The validity of the search warrant

  1. The plaintiff had three complaints regarding the search warrant:

(a)   first, the learned magistrate failed to apply an objective test with respect to the form of the search warrant;

(b)  second, the need for precision and particularly in a search warrant is greater where the search warrant is executed at the premises of a third party, in this case, his mother’s home; and

(c)   thirdly, the issue of the search warrant was in itself an abuse of process, as it amounted to a fishing expedition on the part of the informant.
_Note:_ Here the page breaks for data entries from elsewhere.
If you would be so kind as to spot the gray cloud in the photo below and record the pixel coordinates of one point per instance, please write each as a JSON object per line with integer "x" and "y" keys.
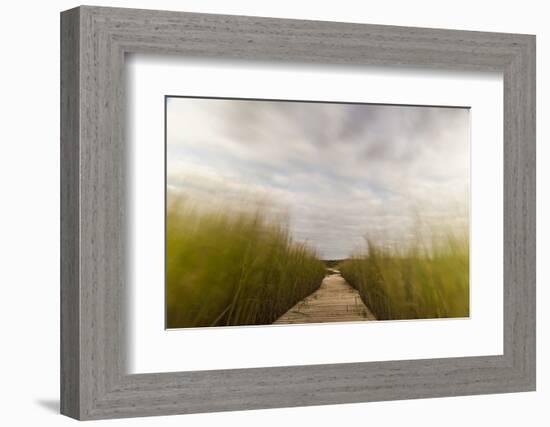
{"x": 342, "y": 171}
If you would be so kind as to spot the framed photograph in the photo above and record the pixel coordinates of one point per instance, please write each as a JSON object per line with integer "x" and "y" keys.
{"x": 261, "y": 213}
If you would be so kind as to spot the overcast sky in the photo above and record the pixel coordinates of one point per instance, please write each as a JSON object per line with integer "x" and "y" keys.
{"x": 341, "y": 172}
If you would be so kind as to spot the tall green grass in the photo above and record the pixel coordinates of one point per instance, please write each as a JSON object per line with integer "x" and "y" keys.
{"x": 421, "y": 281}
{"x": 232, "y": 267}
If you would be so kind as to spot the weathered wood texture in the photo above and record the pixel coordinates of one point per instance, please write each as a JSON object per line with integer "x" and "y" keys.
{"x": 94, "y": 277}
{"x": 334, "y": 301}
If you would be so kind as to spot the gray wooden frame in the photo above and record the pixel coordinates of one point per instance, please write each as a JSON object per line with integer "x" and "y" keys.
{"x": 94, "y": 41}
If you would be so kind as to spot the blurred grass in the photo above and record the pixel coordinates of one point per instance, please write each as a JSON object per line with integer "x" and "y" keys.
{"x": 420, "y": 282}
{"x": 232, "y": 267}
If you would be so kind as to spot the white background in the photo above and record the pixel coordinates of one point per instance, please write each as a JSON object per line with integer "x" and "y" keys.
{"x": 29, "y": 235}
{"x": 153, "y": 349}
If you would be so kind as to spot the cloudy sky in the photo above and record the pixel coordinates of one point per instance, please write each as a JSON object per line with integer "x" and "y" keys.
{"x": 340, "y": 172}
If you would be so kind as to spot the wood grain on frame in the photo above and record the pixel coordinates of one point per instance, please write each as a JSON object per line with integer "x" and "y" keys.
{"x": 94, "y": 381}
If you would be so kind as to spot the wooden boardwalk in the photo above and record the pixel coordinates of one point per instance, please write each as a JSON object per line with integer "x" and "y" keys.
{"x": 334, "y": 301}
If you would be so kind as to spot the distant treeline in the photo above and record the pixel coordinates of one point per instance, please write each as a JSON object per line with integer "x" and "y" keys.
{"x": 332, "y": 263}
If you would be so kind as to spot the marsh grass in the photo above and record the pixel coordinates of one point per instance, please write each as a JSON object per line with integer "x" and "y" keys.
{"x": 232, "y": 267}
{"x": 425, "y": 280}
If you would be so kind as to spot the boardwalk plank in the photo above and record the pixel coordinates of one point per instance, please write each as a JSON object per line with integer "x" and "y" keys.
{"x": 334, "y": 301}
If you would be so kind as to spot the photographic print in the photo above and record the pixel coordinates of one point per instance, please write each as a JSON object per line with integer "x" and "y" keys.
{"x": 295, "y": 212}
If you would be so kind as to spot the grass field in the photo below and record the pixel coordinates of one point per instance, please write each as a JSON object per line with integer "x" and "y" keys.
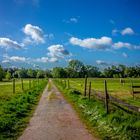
{"x": 117, "y": 124}
{"x": 120, "y": 90}
{"x": 16, "y": 108}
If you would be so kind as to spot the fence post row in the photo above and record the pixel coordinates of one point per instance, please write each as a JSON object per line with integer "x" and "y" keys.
{"x": 13, "y": 85}
{"x": 89, "y": 89}
{"x": 85, "y": 88}
{"x": 29, "y": 84}
{"x": 22, "y": 84}
{"x": 106, "y": 96}
{"x": 68, "y": 84}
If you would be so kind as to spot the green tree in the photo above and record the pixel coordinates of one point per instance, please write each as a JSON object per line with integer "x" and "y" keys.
{"x": 8, "y": 75}
{"x": 77, "y": 68}
{"x": 30, "y": 73}
{"x": 1, "y": 73}
{"x": 92, "y": 71}
{"x": 59, "y": 72}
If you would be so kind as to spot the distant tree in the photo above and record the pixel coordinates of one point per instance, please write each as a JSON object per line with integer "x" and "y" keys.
{"x": 77, "y": 68}
{"x": 8, "y": 75}
{"x": 59, "y": 72}
{"x": 40, "y": 74}
{"x": 92, "y": 71}
{"x": 30, "y": 73}
{"x": 1, "y": 73}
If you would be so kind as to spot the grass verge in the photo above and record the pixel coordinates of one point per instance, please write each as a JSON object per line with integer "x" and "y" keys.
{"x": 15, "y": 113}
{"x": 117, "y": 125}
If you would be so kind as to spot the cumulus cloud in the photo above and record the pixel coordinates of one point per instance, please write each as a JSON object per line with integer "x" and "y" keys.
{"x": 101, "y": 62}
{"x": 8, "y": 43}
{"x": 115, "y": 31}
{"x": 42, "y": 59}
{"x": 57, "y": 51}
{"x": 112, "y": 21}
{"x": 120, "y": 45}
{"x": 74, "y": 20}
{"x": 127, "y": 31}
{"x": 5, "y": 61}
{"x": 16, "y": 58}
{"x": 92, "y": 43}
{"x": 124, "y": 55}
{"x": 71, "y": 20}
{"x": 35, "y": 34}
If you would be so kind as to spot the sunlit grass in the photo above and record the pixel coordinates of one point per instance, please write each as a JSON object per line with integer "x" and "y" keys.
{"x": 115, "y": 87}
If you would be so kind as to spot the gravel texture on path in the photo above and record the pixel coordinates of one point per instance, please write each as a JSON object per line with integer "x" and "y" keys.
{"x": 55, "y": 119}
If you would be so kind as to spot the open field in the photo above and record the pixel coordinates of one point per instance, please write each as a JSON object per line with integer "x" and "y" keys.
{"x": 16, "y": 108}
{"x": 115, "y": 88}
{"x": 117, "y": 124}
{"x": 6, "y": 88}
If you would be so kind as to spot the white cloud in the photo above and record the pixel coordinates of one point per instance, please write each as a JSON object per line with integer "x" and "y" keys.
{"x": 71, "y": 20}
{"x": 101, "y": 62}
{"x": 42, "y": 60}
{"x": 92, "y": 43}
{"x": 35, "y": 33}
{"x": 14, "y": 58}
{"x": 124, "y": 55}
{"x": 112, "y": 21}
{"x": 8, "y": 43}
{"x": 120, "y": 45}
{"x": 5, "y": 61}
{"x": 57, "y": 51}
{"x": 127, "y": 31}
{"x": 74, "y": 20}
{"x": 53, "y": 60}
{"x": 115, "y": 31}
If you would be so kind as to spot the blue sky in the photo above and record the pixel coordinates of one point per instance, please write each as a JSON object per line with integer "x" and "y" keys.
{"x": 49, "y": 33}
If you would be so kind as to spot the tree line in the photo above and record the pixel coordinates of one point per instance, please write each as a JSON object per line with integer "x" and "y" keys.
{"x": 75, "y": 69}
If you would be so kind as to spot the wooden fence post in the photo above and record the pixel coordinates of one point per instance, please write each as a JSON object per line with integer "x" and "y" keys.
{"x": 13, "y": 85}
{"x": 65, "y": 85}
{"x": 29, "y": 83}
{"x": 106, "y": 97}
{"x": 68, "y": 84}
{"x": 85, "y": 88}
{"x": 22, "y": 84}
{"x": 132, "y": 88}
{"x": 89, "y": 89}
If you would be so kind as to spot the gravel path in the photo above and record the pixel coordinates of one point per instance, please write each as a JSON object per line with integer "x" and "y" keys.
{"x": 54, "y": 119}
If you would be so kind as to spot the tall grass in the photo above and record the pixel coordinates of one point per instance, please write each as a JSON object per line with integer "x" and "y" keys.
{"x": 16, "y": 109}
{"x": 117, "y": 125}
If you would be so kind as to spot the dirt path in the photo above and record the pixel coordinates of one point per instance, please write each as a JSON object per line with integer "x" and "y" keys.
{"x": 54, "y": 119}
  1. The plaintiff submitted that the seized documents were obtained improperly and in contravention of an Australian law within the meaning of s 138 of the Evidence Act owing to the form of the search warrant.  He submitted that the learned magistrate erred in focussing upon whether the plaintiff himself would have been left in any doubt as to the purpose of the search warrant, rather than focussing upon how an ordinary person would interpret the warrant.  The plaintiff referred to a number of authorities where the courts have ruled that warrants were invalid for a lack of precision or clarity.[80]

    [80]Arno v Forsyth (1986) 9 FCR 576; R v Sing: ex parte Harrison (1979) 36 FLR 322; Lee v Commissioner of Police [2017] NSWSC 1594; Healey v RSPCA (2018) 56 VR 414.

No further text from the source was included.